Even if her boys at Notre Dame could not hear or see Abby on Saturday afternoons, they were well aware of her loyalty. When she turned 100 in 1953, coach Frank Leahy sent her a personal birthday greeting, considerably more significant in Abby's mind than the letter she received from President Eisenhower. The next year, not to be outdone, new head coach Terry Brennan sent her a ball that had been autographed by the entire Irish squad, including the likes of Dan Shannon, John McMullan and Dick Fitzgerald. Paul Hornung's name was also on the ball, but for the lack of an Irish connection, his name was never included in her recitation. The ball was kept atop the TV for inspiration on fall Saturdays and for year-round bragging.

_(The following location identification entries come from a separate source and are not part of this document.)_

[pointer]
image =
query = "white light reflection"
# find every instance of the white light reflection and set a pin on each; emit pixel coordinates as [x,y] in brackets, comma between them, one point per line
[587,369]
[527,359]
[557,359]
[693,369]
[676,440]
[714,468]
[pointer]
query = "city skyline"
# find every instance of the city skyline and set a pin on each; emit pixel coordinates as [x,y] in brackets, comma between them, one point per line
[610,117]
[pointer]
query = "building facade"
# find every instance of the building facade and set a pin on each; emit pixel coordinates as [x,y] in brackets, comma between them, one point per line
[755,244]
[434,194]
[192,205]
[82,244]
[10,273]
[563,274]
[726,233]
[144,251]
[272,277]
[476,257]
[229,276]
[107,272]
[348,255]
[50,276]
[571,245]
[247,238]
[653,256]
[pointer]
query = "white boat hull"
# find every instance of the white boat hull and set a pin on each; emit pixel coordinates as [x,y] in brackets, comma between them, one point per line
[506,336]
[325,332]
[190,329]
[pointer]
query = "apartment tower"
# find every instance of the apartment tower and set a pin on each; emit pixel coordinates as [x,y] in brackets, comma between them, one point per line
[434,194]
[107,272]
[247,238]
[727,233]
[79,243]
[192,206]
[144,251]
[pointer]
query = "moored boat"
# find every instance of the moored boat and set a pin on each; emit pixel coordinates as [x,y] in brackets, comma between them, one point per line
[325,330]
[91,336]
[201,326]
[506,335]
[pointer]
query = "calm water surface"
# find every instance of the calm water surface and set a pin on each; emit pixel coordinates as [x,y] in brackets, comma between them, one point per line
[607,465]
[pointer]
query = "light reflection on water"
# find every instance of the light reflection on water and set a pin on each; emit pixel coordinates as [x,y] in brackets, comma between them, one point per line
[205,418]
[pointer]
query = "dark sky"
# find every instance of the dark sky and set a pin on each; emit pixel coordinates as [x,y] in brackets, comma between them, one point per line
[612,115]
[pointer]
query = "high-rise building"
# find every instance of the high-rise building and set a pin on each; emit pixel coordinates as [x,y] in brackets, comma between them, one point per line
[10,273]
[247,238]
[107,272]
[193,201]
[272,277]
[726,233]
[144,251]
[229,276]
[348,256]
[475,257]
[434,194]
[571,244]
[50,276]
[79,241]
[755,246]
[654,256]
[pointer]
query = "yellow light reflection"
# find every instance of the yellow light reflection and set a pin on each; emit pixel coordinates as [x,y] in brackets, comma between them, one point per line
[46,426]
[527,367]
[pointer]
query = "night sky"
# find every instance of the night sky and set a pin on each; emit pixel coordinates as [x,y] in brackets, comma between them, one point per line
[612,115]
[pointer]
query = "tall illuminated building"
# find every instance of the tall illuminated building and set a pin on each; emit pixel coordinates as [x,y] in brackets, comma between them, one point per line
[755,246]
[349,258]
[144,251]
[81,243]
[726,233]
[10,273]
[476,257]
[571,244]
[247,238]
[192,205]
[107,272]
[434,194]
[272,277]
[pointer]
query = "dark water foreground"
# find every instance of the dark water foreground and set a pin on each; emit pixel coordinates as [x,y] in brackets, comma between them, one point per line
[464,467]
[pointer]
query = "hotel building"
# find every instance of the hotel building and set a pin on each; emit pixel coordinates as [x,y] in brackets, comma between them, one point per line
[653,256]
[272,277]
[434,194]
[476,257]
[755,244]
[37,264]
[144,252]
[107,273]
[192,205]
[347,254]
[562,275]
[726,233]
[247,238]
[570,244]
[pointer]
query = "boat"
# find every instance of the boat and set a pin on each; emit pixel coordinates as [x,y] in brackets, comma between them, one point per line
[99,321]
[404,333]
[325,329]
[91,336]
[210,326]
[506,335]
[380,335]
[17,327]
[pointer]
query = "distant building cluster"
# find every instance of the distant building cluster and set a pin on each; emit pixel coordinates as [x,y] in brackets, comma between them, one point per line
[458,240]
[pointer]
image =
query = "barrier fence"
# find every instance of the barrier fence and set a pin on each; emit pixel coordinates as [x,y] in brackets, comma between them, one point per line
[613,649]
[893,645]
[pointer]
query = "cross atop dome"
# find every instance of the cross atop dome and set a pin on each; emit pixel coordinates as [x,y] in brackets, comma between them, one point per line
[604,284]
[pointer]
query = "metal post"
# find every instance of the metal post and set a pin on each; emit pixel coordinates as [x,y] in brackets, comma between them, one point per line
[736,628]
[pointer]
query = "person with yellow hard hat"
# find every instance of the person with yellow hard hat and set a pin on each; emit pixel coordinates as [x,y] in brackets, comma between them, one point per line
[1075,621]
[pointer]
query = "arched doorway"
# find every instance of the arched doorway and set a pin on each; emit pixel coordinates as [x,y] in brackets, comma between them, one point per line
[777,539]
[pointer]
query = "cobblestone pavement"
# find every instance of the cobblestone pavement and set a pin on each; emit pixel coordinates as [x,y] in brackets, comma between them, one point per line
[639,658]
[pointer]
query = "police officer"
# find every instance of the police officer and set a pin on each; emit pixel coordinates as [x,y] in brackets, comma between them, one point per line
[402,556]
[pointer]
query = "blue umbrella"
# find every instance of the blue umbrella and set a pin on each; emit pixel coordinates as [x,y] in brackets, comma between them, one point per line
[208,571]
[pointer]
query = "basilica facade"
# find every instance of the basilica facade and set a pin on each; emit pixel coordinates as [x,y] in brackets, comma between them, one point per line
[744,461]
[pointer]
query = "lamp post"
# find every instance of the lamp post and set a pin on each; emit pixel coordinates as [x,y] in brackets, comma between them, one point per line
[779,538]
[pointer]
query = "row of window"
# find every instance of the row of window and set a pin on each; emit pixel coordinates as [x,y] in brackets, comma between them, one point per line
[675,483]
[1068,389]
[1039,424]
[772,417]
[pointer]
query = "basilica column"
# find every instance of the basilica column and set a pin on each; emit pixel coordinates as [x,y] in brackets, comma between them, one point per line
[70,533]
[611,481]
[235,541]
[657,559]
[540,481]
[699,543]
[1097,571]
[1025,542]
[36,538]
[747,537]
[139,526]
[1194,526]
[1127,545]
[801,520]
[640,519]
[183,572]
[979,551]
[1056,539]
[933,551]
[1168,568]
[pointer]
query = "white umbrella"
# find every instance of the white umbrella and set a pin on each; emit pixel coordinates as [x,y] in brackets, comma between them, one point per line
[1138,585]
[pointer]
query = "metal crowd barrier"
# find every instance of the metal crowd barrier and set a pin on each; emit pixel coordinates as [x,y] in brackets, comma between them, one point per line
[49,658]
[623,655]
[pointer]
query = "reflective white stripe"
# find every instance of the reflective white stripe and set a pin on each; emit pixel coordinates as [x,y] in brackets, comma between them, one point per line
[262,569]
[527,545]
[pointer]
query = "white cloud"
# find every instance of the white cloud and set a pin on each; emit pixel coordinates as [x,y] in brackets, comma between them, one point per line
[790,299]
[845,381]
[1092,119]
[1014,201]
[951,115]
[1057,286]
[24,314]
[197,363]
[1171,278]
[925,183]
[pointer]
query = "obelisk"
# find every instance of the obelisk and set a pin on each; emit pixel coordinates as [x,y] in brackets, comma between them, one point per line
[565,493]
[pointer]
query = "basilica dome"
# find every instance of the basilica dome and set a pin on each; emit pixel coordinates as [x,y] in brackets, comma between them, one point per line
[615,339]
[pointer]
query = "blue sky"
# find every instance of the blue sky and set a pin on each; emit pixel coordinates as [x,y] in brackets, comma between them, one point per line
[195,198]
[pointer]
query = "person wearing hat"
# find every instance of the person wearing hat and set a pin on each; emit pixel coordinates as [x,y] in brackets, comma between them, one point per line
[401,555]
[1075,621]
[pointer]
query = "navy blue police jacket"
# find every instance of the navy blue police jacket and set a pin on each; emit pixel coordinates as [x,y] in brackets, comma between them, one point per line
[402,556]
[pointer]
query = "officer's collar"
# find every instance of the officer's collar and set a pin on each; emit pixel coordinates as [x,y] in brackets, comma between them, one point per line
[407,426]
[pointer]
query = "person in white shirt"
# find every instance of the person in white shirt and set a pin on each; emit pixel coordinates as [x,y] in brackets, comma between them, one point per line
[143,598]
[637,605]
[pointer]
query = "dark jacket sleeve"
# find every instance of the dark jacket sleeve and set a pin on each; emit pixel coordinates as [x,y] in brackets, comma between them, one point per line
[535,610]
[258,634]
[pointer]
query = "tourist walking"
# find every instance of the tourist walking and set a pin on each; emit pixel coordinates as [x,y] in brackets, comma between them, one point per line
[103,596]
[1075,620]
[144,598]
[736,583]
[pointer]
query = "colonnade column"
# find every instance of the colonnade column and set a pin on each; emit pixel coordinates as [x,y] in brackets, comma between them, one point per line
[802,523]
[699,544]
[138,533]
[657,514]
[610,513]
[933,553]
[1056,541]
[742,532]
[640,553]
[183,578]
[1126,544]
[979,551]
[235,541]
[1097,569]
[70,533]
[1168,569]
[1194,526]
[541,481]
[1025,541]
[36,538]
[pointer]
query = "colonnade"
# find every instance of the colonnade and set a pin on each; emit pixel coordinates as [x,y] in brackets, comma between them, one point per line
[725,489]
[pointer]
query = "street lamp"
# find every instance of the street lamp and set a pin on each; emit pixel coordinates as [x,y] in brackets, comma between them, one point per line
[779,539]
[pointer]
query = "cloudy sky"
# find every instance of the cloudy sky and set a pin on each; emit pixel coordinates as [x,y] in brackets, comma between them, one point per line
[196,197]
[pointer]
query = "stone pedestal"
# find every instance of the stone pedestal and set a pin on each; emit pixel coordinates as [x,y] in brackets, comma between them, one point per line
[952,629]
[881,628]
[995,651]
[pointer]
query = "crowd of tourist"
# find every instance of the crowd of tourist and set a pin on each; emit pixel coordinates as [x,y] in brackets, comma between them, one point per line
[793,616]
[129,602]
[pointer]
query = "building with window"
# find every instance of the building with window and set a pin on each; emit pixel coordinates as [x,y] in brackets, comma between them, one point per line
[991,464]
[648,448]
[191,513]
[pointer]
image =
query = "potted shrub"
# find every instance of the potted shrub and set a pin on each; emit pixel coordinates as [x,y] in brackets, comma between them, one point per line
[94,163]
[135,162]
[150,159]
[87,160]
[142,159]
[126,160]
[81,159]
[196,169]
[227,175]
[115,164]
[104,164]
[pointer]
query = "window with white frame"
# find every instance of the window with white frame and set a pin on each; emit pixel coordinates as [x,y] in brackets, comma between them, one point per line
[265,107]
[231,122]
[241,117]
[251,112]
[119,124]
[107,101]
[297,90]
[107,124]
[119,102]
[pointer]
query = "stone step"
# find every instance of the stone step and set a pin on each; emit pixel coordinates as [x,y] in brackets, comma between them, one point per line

Abby died on a Sunday morning, Nov. 10, 1957, the same year that most of her Roosevelt Avenue football team was graduating from high school. Her funeral was held on the day she would have been 104. Notre Dame was slated to play Oklahoma the following Saturday. The Sooners were riding two incredible records—47 consecutive wins and 123 consecutive scoring games—and had not lost a game in nearly five seasons. The Irish were the clear underdogs, having lost the two previous games to Navy (20-6) and Michigan State (34-6).
Some 63,000 fans jammed the stands in Norman, and millions more watched on television. The game was a stalemate for three periods. Late in the fourth, with the ball on the Sooner three, Notre Dame quarterback Bob Williams pitched to Dick Lynch, who ran into the end zone for the game's only touchdown. The Irish defense held for the remaining four minutes, protecting a stunning 7-0 victory. Oklahoma's amazing winning and scoring streaks had ended.
All-Irish: The splendid Abby on her 100th birthday.
Earl H. Smith is a dean at Colby College in Waterville, Maine; he writes occasionally.